Eugenie glanced at the bottle I held and then pointedly at Rogers’s back.
“He likes to share,” I said, at the same moment Rogers called over his shoulder: “I don’t mind sharing.”
“You never come out with us.” Gene’s tone was vaguely accusatory.
I shrugged. I got top picks from McHenry, plus exclusive handling of the busy Bronson run, which the other couriers talked about as though it was a nocturnal cash cow. What they didn’t realize was that my old age—twenty-six—hadn’t earned me the routes. They were a reward for over half a decade of sterling, shiny, balls-to-the-wall performance. I monitored the weather and traffic religiously, varied my routes nightly and, most important, I didn’t give vampires a chance to leverage me. If you didn’t show them weakness, they didn’t have an in.
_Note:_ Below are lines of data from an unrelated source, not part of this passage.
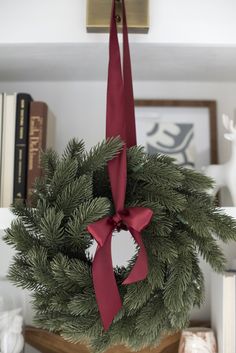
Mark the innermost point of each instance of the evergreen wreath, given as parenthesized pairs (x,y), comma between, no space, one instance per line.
(51,240)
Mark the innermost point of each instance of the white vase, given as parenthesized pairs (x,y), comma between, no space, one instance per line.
(197,340)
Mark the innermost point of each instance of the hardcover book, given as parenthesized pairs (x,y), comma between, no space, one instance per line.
(223,318)
(8,146)
(37,142)
(21,146)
“How’s the WRX?” I asked. Eugenie stretched her legs under the table, and I scooted back before she touched me. Careless of her.
She’d applied for the job because she liked the idea of the lifestyle and the money, but she wasn’t going to make it through her first winter. She wore the same makeup every night, reverting to a face she recognized in the mirror, and McHenry had reduced her to minimal deliveries after catching her driving the same routes during a weeklong audit. No wonder she’d been around when the vampires’ human charges came in. She wasn’t adapting, so she’d been benched. The best couriers never stopped changing. That had been drilled into me from day one, that it didn’t matter if I couldn’t remember what I looked like, so long as my customers couldn’t either.